Trois axes factuels. D'abord, la stack et les choix d'architecture explicables (pourquoi PostgreSQL natif plutôt que Supabase, pourquoi Phoenix LiveView plutôt que Next.js). Ensuite, la méthode de relecture : qui valide les composants critiques (authentification, paiement, RLS), à quelle fréquence, sur quels critères. Enfin, les indicateurs de qualité : taux de bugs critiques par livraison, MTBF en production, score SOC 2 ou conformité RGPD documentée. Un MVP vibe-codé n'est pas un signal d'alarme pour un investisseur informé, l'absence de relecture et de gouvernance technique l'est.

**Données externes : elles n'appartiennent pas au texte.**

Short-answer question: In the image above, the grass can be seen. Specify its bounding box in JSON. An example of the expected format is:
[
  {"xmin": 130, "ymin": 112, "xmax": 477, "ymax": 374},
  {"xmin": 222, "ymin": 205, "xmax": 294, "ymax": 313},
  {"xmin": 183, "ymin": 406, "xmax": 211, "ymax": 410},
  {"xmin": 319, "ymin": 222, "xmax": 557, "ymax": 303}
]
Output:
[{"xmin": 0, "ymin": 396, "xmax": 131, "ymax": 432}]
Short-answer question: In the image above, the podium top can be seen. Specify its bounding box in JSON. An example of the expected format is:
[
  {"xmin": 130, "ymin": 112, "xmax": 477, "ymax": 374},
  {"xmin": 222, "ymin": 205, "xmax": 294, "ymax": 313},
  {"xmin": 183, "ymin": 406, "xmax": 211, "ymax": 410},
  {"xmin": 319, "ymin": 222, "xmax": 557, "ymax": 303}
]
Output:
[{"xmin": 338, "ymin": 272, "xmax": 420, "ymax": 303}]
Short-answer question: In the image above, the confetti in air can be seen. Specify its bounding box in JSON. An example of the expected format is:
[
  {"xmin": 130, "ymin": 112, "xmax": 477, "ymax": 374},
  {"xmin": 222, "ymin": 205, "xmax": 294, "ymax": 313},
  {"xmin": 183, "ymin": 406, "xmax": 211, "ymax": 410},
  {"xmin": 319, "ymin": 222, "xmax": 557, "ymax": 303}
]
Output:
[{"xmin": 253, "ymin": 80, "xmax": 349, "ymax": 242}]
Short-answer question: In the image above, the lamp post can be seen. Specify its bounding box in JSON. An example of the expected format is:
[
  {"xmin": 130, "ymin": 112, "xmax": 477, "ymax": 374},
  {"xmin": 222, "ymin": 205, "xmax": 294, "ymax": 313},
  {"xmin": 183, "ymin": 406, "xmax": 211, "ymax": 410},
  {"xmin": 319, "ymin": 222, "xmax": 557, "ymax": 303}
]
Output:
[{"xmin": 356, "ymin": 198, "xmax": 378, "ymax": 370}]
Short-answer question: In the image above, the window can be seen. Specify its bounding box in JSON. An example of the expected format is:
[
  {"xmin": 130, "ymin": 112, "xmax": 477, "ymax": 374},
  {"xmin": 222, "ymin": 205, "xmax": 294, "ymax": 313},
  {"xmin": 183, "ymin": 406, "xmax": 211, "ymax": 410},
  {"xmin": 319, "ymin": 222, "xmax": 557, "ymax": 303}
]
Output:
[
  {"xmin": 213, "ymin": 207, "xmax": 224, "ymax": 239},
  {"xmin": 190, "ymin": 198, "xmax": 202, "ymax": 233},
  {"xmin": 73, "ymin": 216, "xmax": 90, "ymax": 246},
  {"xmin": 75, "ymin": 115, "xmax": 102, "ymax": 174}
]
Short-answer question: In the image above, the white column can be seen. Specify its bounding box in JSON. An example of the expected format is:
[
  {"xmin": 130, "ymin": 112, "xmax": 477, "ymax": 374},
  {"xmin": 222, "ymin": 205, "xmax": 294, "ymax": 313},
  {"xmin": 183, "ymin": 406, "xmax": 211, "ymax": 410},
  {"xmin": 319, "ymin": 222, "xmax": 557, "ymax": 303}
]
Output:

Le vibe coding passe-t-il les audits SOC 2 ou ISO 27001 ?
Oui, à condition que les processus humains autour du code soient documentés. Les audits SOC 2 Type II et ISO 27001 ne distinguent pas le code écrit manuellement du code généré par IA. Ils évaluent la gestion des accès, les contrôles de changement, la séparation des environnements, la gestion des incidents, et la sécurité physique et logique. Un MVP vibe-codé avec relecture d'un développeur senior, dépôt GitHub à branches protégées, déploiement par pull requests revues, et procédure de réponse aux incidents documentée passe les audits standard sans difficulté supplémentaire par rapport à du code manuel.